As soon as he's inside he's perfectly fine!

Does anyone else's dog do this?! It's got me worried.


----------



## pigeonsheep (Nov 8, 2008)

hmmm....i know dexter lifts his paw when hes really cold...but he always runs back in...hmmm...im sure it's nothing brody!


----------



## Brodysmom (Jan 8, 2009)

Pidge - it's almost like he is getting paralyzed. He literally freezes up to where he almost can't move and he's walking in slow motion. Weird. And scary.


----------



## pigeonsheep (Nov 8, 2008)

maybe he's just being brody!  some dogs just cant take the chill and just like us humans...we freeze and cant move when its wind chills are blasting at our faces


----------



## Brodysmom (Jan 8, 2009)

As soon as he's inside, he's zooming around here like a lunatic, it's so weird. 

I hope he doesn't have some weird muscle disease or something.


----------



## pigeonsheep (Nov 8, 2008)

Brodysmom said:


> As soon as he's inside, he's zooming around here like a lunatic, it's so weird.
> 
> I hope he doesn't have some weird muscle disease or something.

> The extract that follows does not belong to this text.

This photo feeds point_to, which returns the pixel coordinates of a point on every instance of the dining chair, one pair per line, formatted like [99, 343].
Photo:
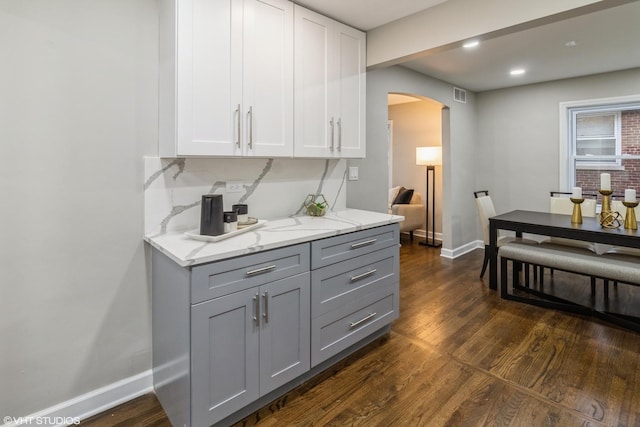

u should ask brody and see what he says


----------



## Brodysmom (Jan 8, 2009)

Hmmmm...... good idea .........

Ok - this is what he said ..... 

"I don't know whys it happens mom but can I play ball now? Can I, huh? Can I? PLLLEEEEAAASSSEEE??!!!! I been a good boy and I just wants to play!"


----------



## pigeonsheep (Nov 8, 2008)

play ball!!! LOL! i need to give dexter his bath...mmm how i love john paul products!!!  i dont think he likes it though...haha :x


----------



## Tanna (Jan 29, 2009)

Maybe you should get some boots for him. I know it looks stupid and it's probably a pain in the neck to put them on every time they go out, but you'd probably only need them thru the end of Feb. His little feet are probably freezing. I grew up in Chicago and I can appreciate how bitter cold it can get. Poor Brody.


----------



## Brodysmom (Jan 8, 2009)

Tanna said:


> Maybe you should get some boots for him. I know it looks stupid and it's probably a pain in the neck to put them on every time they go out, but you'd probably only need them thru the end of Feb. His little feet are probably freezing. I grew up in Chicago and I can appreciate how bitter cold it can get. Poor Brody.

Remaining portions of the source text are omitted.